10 American Rabbis You Haven’t Heard Of, But Should includes Austrian School economist Israel Kirzner, who studied under the great economist Ludwig von Mises, at New York University.

Yair Rosenberg, who put the list together. writes at Tablet:
Israel Kirzner
  Bnei Yehuda Congregation
 | Brooklyn, N.Y.
A synagogue rabbi and Nobel finalist 


Last year, the financial news agency Thomson-Reuters released itspredictions for the Nobel Prize in economics. The shortlist included five professors, hailing from places like Harvard, Brown, New York University, and Stanford.

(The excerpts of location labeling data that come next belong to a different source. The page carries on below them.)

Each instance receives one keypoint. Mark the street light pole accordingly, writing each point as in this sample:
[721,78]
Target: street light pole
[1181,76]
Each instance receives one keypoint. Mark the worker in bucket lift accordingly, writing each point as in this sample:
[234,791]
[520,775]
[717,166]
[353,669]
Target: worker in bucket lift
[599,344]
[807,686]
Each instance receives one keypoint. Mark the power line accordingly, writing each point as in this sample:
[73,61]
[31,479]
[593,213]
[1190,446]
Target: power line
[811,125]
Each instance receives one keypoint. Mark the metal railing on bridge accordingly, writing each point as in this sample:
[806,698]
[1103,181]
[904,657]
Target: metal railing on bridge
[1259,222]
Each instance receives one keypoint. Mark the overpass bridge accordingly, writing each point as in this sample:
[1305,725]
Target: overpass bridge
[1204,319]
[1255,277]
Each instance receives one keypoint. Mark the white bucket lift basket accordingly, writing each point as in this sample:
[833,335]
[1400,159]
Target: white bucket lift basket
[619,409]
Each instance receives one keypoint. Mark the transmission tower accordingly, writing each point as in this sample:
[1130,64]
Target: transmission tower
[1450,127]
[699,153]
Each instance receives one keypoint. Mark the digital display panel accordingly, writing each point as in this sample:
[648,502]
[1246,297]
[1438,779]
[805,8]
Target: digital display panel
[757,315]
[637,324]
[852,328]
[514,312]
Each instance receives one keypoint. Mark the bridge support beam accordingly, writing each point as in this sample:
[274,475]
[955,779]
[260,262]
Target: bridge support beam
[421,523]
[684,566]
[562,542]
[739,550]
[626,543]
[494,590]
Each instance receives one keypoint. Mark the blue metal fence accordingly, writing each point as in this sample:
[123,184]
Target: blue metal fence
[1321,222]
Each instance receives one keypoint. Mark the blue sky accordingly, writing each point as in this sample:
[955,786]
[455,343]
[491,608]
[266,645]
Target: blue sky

One of them, Israel Kirzner, also happened to be an Orthodox rabbi. 
Born in 1930 in London, Kirzner lived and studied in South Africa before attending Brooklyn College in New York. He received his PhD from NYU in 1957 and has taught there ever since, publishing 11 books, scores of articles, and becoming one of the world’s leading scholars in the Austrian school of economics. By 2005, he was already being tipped for the Nobel, though he has yet to receive it.
Kirzner’s academic career is only part of the story, however. While attending school in New York, he also received rabbinic ordination and became a close student of the ultra-Orthodox sage Rabbi Isaac Hutner, dean of Yeshivat Chaim Berlin. Kirzner is credited as the collator of the source materials cited in Hutner’s most famous work, Pahad Yitzhak. And today, Kirzner serves as the rabbi of Bnei Yehuda Congregation in Brooklyn.